Histoire de pierres en Roussillon

Les bijoux en or ou argent à pierreries  sont le volet le plus important de la bijouterie roussillonnaise. Ces bijoux étaient souvent offerts par la famille pour « enjouyer » la future mariée, ce qui parfois donnait lieu à d’interminables palabres chez le bijoutier. Terme francisé du catalan enjoiar : offrir les bijoux lors du mariage. Souvent la mariée va choisir avec ses parents sa parure de mariage (bague, boucles d’oreilles et collier, éventuellement la croix pour les plus fortunés).

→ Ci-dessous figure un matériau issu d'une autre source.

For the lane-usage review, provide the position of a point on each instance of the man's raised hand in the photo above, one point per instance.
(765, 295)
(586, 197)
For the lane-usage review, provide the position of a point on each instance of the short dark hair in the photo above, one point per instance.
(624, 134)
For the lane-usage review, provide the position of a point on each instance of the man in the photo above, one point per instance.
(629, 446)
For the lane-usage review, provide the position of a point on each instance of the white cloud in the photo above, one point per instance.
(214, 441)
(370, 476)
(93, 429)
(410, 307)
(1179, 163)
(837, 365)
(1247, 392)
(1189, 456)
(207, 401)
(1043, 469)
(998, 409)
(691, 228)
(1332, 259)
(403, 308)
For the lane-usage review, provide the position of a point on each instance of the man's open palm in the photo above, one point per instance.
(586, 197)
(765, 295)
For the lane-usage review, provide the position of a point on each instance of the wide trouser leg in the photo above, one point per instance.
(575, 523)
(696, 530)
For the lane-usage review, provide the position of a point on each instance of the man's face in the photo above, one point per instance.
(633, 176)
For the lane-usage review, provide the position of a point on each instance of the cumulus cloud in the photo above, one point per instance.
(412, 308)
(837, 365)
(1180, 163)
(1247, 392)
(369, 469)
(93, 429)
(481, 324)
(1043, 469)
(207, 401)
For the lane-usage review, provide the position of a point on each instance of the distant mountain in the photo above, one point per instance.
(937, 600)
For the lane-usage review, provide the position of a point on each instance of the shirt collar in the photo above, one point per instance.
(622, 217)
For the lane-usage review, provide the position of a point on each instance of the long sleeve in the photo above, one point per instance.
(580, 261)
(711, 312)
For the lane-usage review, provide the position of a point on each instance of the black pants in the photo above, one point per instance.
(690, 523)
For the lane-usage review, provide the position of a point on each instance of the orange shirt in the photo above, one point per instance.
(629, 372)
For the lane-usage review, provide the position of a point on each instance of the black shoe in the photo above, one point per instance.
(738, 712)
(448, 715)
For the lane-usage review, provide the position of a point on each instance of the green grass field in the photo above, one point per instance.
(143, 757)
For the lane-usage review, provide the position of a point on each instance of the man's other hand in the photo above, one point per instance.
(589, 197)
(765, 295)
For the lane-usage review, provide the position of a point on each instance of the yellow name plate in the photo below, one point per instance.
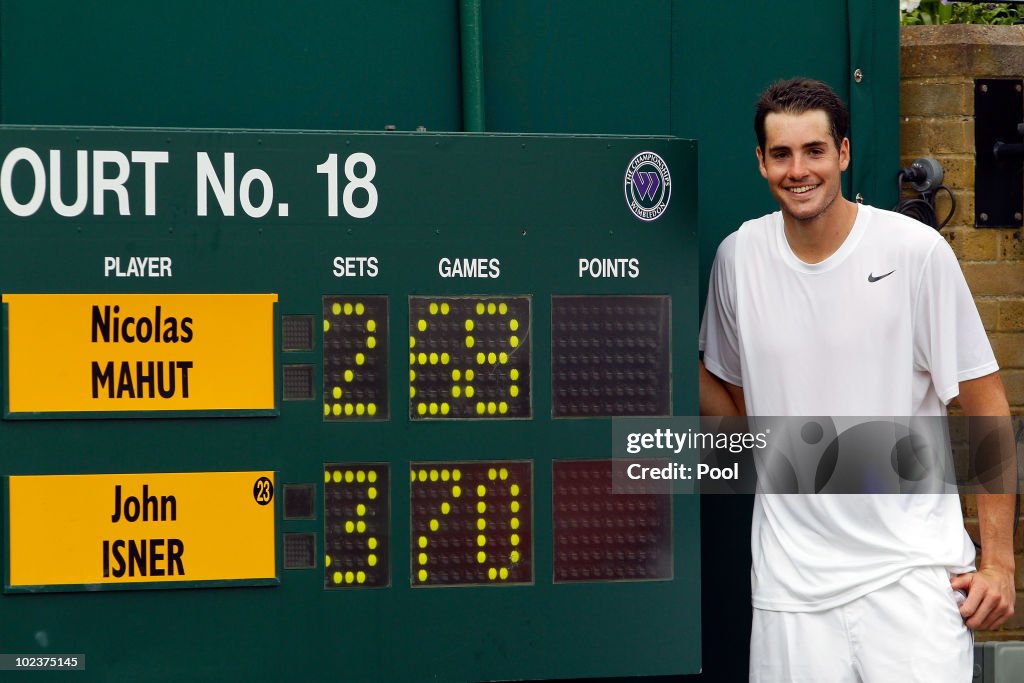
(86, 529)
(131, 352)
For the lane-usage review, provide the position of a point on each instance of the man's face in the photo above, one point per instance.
(802, 164)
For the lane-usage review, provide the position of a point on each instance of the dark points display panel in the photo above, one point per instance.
(355, 357)
(471, 523)
(469, 357)
(610, 355)
(356, 517)
(600, 536)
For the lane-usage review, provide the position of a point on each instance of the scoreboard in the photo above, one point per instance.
(285, 404)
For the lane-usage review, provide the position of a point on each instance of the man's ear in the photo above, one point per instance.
(761, 162)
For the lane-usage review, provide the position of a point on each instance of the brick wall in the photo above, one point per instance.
(938, 67)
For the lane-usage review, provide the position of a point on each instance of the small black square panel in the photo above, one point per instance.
(300, 551)
(298, 383)
(610, 355)
(297, 333)
(298, 501)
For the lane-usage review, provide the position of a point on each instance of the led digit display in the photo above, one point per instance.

Les jeunes filles portaient aussi des bijoux de moindre valeur, pacotilles et argent à fausses pierres pour les moins aisées, or creux pour les autres. Les pierres utilisées au XIX° siècle sur les bijoux d’or et d’argent appartiennent à toutes la gamme de la gemmologie : diamants, rubis, améthystes, brillants, quartz mais aussi à une gamme de matériaux moins nobles comme le jais ou encore la verroteries de couleur.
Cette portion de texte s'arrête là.